# Gravely 50" Mower, Drive Train Question



## KevinK2 (Aug 19, 2013)

I sense that this site is really for *Tractor* based mowers, but I'll give it a try. Buddy has a ~1990 Gravely Pro, 50" Mower with 18hp Kohler. From the rear you can see the transmission, with an output sprocket for primary #40 1/2"p chain drive. 

Model -- 49001
S/N ---- 635073

The problem is all Gravely old parts diagrams confirm the drive should use a #40 chain. But the chain measures at 5/8" pitch, and is severely worn, with idler adjusted to the max, and chain still a very loose fit.

Is it possible this unit could be a HD version with a 5/8" chain, oem from Gravely? Called Gravely and they thought it was an owner modification, but the pinion sprocket has a splined bore, which is a bit tricky to redo in a different (5/8") pitch.

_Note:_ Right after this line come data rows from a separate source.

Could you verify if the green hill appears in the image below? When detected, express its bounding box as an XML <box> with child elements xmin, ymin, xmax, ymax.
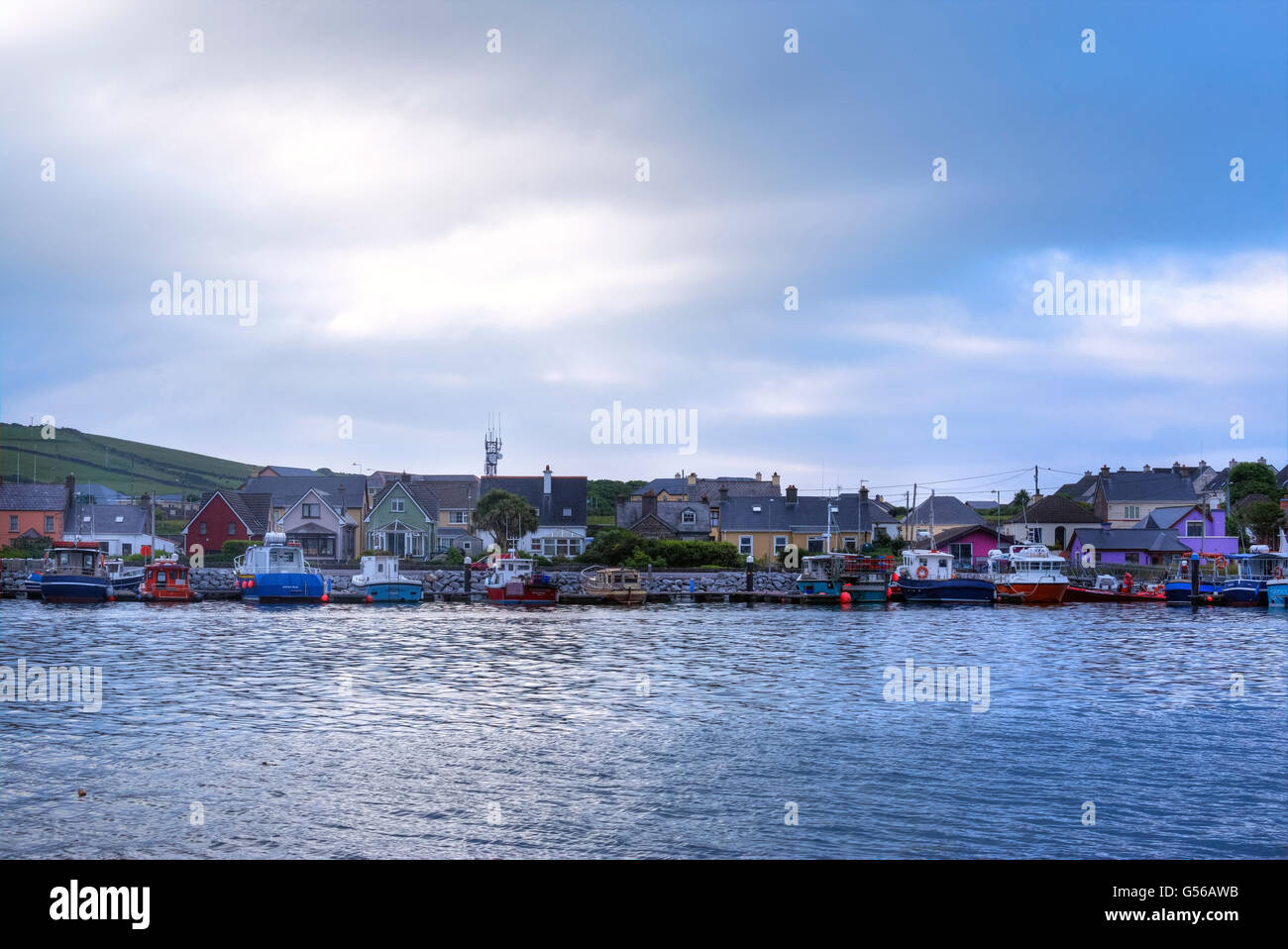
<box><xmin>0</xmin><ymin>422</ymin><xmax>255</xmax><ymax>494</ymax></box>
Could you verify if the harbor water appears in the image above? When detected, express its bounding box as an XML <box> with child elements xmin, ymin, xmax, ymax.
<box><xmin>0</xmin><ymin>600</ymin><xmax>1288</xmax><ymax>858</ymax></box>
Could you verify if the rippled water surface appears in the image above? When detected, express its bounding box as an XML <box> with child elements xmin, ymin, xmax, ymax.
<box><xmin>0</xmin><ymin>600</ymin><xmax>1288</xmax><ymax>858</ymax></box>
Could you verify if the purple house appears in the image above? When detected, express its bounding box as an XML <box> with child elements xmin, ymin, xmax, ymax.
<box><xmin>1136</xmin><ymin>505</ymin><xmax>1239</xmax><ymax>557</ymax></box>
<box><xmin>1069</xmin><ymin>527</ymin><xmax>1192</xmax><ymax>567</ymax></box>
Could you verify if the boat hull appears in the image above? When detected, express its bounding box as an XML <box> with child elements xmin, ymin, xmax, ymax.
<box><xmin>237</xmin><ymin>573</ymin><xmax>326</xmax><ymax>602</ymax></box>
<box><xmin>358</xmin><ymin>580</ymin><xmax>425</xmax><ymax>602</ymax></box>
<box><xmin>898</xmin><ymin>577</ymin><xmax>997</xmax><ymax>604</ymax></box>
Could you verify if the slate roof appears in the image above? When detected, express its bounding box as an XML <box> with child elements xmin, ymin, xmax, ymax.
<box><xmin>0</xmin><ymin>482</ymin><xmax>67</xmax><ymax>511</ymax></box>
<box><xmin>903</xmin><ymin>494</ymin><xmax>987</xmax><ymax>528</ymax></box>
<box><xmin>238</xmin><ymin>474</ymin><xmax>368</xmax><ymax>507</ymax></box>
<box><xmin>1069</xmin><ymin>528</ymin><xmax>1190</xmax><ymax>554</ymax></box>
<box><xmin>1005</xmin><ymin>494</ymin><xmax>1100</xmax><ymax>524</ymax></box>
<box><xmin>482</xmin><ymin>475</ymin><xmax>587</xmax><ymax>527</ymax></box>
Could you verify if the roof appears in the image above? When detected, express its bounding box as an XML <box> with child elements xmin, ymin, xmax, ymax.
<box><xmin>1006</xmin><ymin>494</ymin><xmax>1102</xmax><ymax>527</ymax></box>
<box><xmin>239</xmin><ymin>469</ymin><xmax>368</xmax><ymax>507</ymax></box>
<box><xmin>903</xmin><ymin>494</ymin><xmax>986</xmax><ymax>527</ymax></box>
<box><xmin>1069</xmin><ymin>528</ymin><xmax>1190</xmax><ymax>554</ymax></box>
<box><xmin>482</xmin><ymin>475</ymin><xmax>587</xmax><ymax>527</ymax></box>
<box><xmin>0</xmin><ymin>482</ymin><xmax>67</xmax><ymax>511</ymax></box>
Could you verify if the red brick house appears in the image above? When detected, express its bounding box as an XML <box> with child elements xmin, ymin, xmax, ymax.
<box><xmin>183</xmin><ymin>490</ymin><xmax>271</xmax><ymax>554</ymax></box>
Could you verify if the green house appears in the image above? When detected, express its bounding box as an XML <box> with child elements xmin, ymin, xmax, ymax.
<box><xmin>365</xmin><ymin>475</ymin><xmax>438</xmax><ymax>560</ymax></box>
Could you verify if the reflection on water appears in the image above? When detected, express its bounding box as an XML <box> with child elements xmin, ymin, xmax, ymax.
<box><xmin>0</xmin><ymin>600</ymin><xmax>1288</xmax><ymax>858</ymax></box>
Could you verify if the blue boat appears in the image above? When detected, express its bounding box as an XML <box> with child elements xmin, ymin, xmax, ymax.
<box><xmin>897</xmin><ymin>550</ymin><xmax>997</xmax><ymax>604</ymax></box>
<box><xmin>353</xmin><ymin>554</ymin><xmax>425</xmax><ymax>602</ymax></box>
<box><xmin>233</xmin><ymin>531</ymin><xmax>331</xmax><ymax>602</ymax></box>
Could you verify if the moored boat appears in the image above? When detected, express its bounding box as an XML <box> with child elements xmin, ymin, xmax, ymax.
<box><xmin>483</xmin><ymin>553</ymin><xmax>559</xmax><ymax>605</ymax></box>
<box><xmin>233</xmin><ymin>531</ymin><xmax>331</xmax><ymax>602</ymax></box>
<box><xmin>353</xmin><ymin>554</ymin><xmax>425</xmax><ymax>602</ymax></box>
<box><xmin>897</xmin><ymin>550</ymin><xmax>997</xmax><ymax>604</ymax></box>
<box><xmin>581</xmin><ymin>567</ymin><xmax>648</xmax><ymax>606</ymax></box>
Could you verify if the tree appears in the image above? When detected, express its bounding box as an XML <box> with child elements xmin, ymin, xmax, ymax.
<box><xmin>473</xmin><ymin>490</ymin><xmax>538</xmax><ymax>551</ymax></box>
<box><xmin>1231</xmin><ymin>461</ymin><xmax>1279</xmax><ymax>510</ymax></box>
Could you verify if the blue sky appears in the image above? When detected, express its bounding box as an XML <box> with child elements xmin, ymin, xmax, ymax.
<box><xmin>0</xmin><ymin>3</ymin><xmax>1288</xmax><ymax>497</ymax></box>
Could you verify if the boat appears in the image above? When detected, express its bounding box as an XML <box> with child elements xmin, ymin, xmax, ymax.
<box><xmin>353</xmin><ymin>554</ymin><xmax>425</xmax><ymax>602</ymax></box>
<box><xmin>483</xmin><ymin>551</ymin><xmax>559</xmax><ymax>604</ymax></box>
<box><xmin>139</xmin><ymin>559</ymin><xmax>201</xmax><ymax>602</ymax></box>
<box><xmin>1221</xmin><ymin>544</ymin><xmax>1288</xmax><ymax>606</ymax></box>
<box><xmin>40</xmin><ymin>541</ymin><xmax>127</xmax><ymax>602</ymax></box>
<box><xmin>896</xmin><ymin>550</ymin><xmax>997</xmax><ymax>604</ymax></box>
<box><xmin>233</xmin><ymin>531</ymin><xmax>331</xmax><ymax>602</ymax></box>
<box><xmin>796</xmin><ymin>554</ymin><xmax>894</xmax><ymax>602</ymax></box>
<box><xmin>581</xmin><ymin>567</ymin><xmax>648</xmax><ymax>606</ymax></box>
<box><xmin>1061</xmin><ymin>573</ymin><xmax>1166</xmax><ymax>602</ymax></box>
<box><xmin>986</xmin><ymin>544</ymin><xmax>1069</xmax><ymax>604</ymax></box>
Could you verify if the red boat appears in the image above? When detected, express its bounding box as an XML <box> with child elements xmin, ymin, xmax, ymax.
<box><xmin>139</xmin><ymin>560</ymin><xmax>201</xmax><ymax>602</ymax></box>
<box><xmin>483</xmin><ymin>553</ymin><xmax>559</xmax><ymax>604</ymax></box>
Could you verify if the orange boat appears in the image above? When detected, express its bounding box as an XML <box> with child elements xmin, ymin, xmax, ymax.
<box><xmin>139</xmin><ymin>560</ymin><xmax>201</xmax><ymax>602</ymax></box>
<box><xmin>988</xmin><ymin>544</ymin><xmax>1069</xmax><ymax>605</ymax></box>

Did this model ever come with a 5/8" chain?

Thanks for any input,

Kevin Kelleher


----------



## GrassSlave (Sep 8, 2016)

*Gravely 49001*

I also have a Gravely 49001 w/ 18 hp Kohler
but w/ a 60" deck
Do you know the name of this model Pro 300? Pro 200? Other?
I have not needed many parts but springs, belts, pulleys are normal wear items
Do you have a good parts source?

Thank you
Joe


----------



## jhngardner367 (Apr 5, 2011)

Actually Tractor Supply Company has sprockets that are splined bore,and Grainger Supply Company also lists them,in different pitches,as well.


----------